Arrivederci, for now.

9 countries, 17 cities, 33 Instagram posts, too many beers and much more wine, many new friends, memories to last a lifetime, and one eternal city that I fell in love with. This was my semester abroad.

It feels like just yesterday that I was making my way to SFO at 4 am to catch my flight to Rome. On the blog post that I published that morning (you can read it here), I wrote about a man named George that I had met at my father’s restaurant. An older gentleman, George can be considered a world traveler and consequently a man of much wisdom. He claimed that traveling so much has given him the answers to many questions throughout his life. Before I left, I didn’t really know what my questions about life were. I didn’t know what answers I could possibly find. Although I’ve only seen a small fraction of the world compared to George, I now feel as though I understand what he meant.

You see, everyone talks about studying abroad as being an insanely positive, life-changing experience. As a prospective study abroad student, you hear these words and expect to wake up every morning with a greater understanding of life and the world, that everyday you will engage with locals and live a magical fairytale, where you won’t gain weight, you’ll get straight A’s, and you’ll fall in love with prince charming in a nice Italian suit. Unfortunately, what they don’t tell you is that life still happens while you’re abroad. You still get stressed, and you still cry, and you still miss home. And most importantly, everyone goes through their own journey. I feel as though everyone has a different and unique purpose for this experience, and are free to find their own meaning to associate with it. Whether it’s learning more about your background and where your family comes from, to fall in love, to discover your passions, or just to see the world, I don’t think a study abroad advisor or student can tell you what your experience will be or should be like. For me, my time in Rome has made me discover that I have a passion for traveling and that I have the ability to shape my future in whatever way I see fit. The last four months have given me the motivation to do so.

So when George said that traveling has given him the answers he’s been searching for his whole life, I can say my first worldly adventure has given me my first: that my life is up to me. I have the ability to shape where I go from here. The entire world is in my hand and I have the opportunity to do with that what I choose. For me, it’s finishing school and working in the field I’ve always dreamed of. It’s giving my family a life they’ve worked too hard for and never received, and giving myself the chance to see the world that I’ve fallen in love with. 

As I pack my bags to wrap up this amazing journey, I would like to share a few thoughts I am taking away with me from this experience.

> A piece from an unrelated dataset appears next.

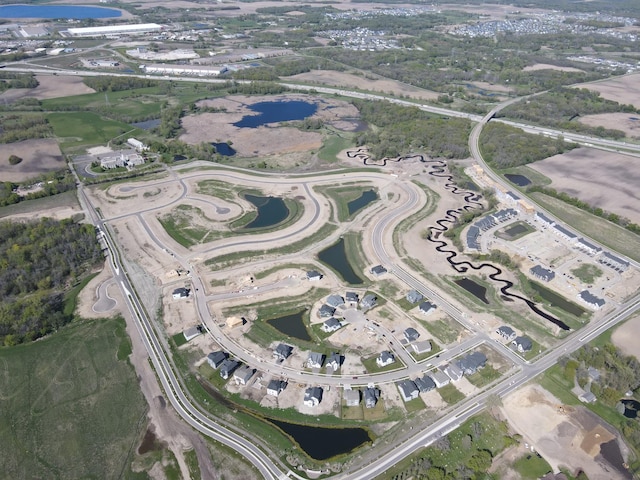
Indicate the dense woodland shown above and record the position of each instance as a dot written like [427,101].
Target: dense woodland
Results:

  1. I’ve made some amazing friends along the way. I am very blessed that I found such a great group of people right away while in Rome. They became my family as we traveled Europe together. It’s a blessing to associate the people who made you feel like you were home, with the place that you ended up calling home. You are who you surround yourself with, and I think I found some solid surroundings.
  2. The world is really small. When you’re sharing a hostel in Munich, Germany with a guy who happens to be best friends with one of your friends from college, you realize that. Connect the dots everywhere you go.
  3. Look fear straight in the eyes and say “F off.”. I was in Paris, France, exactly one week before the attacks in November. When we heard, we were a little taken back. We were eating out at a restaurant in Paris on a Friday night, exactly 7 days prior to the attack. However, I refused to let an act of terrorism define my study abroad experience like so many kids did. Many American students went home early out of fear. It’s understandable. However, the fearlessness that I am now so proud of reminds me that this is unfortunately the world we live in, and I will never let the fear of others’ actions stop me from living the life I have imagined. I saw Rome go from busy every night and the streets of Trastevere crowded, to empty piazzas and an eerie feeling. Seeing that distinct change and fear from the locals reminded me that I will always refuse to allow fear get in the way of life.
  4. The best view of the world is from an airplane. I was on more than a few planes throughout the semester, and time after time, I was mesmerized by what I would see. Whether it was just a layer of clouds, the Swiss Alps, or the Mediterranean. It was a constant reminder that we are so small compared to the world. It’s a humbling moment.
  5. There were many times where I looked at Rome and didn’t understand the hype. It’s actually really dirty in some parts, the men are creepy to say the least, there’s graffiti everywhere, and every evening at 5 pm, pigeons will poop all over you. There were days when I didn’t think  life here was so glamourous. I kept comparing it to the more modern Amsterdam, the cleaner Edinburgh, the more efficient Munich, the class of Paris. But then I step into St. Peter’s Basilica. I walk by the Colosseum. I turn the corner and see the Trevi Fountain and the Pantheon. I hear about the Sistine Chapel and then I witness it. Rome is one of a kind. It’s art and history is unparalleled. I am more than lucky to have called it my home.

It is unbelievably surreal that tomorrow, I will be leaving Rome. I don’t know when I’ll be back. I don’t know when the next chance I have to return to Europe will be. I don’t know many things about the future. But what I do know is that I will never forget a moment of this experience, the people who are a part of the story, and the people who made it all possible.

Rome, thank you for being my home. You’ll always have a place in my heart. I don’t know when, but I’ll return to you someday. Ci vediamo a presto. Sarò sempre innamorata di te.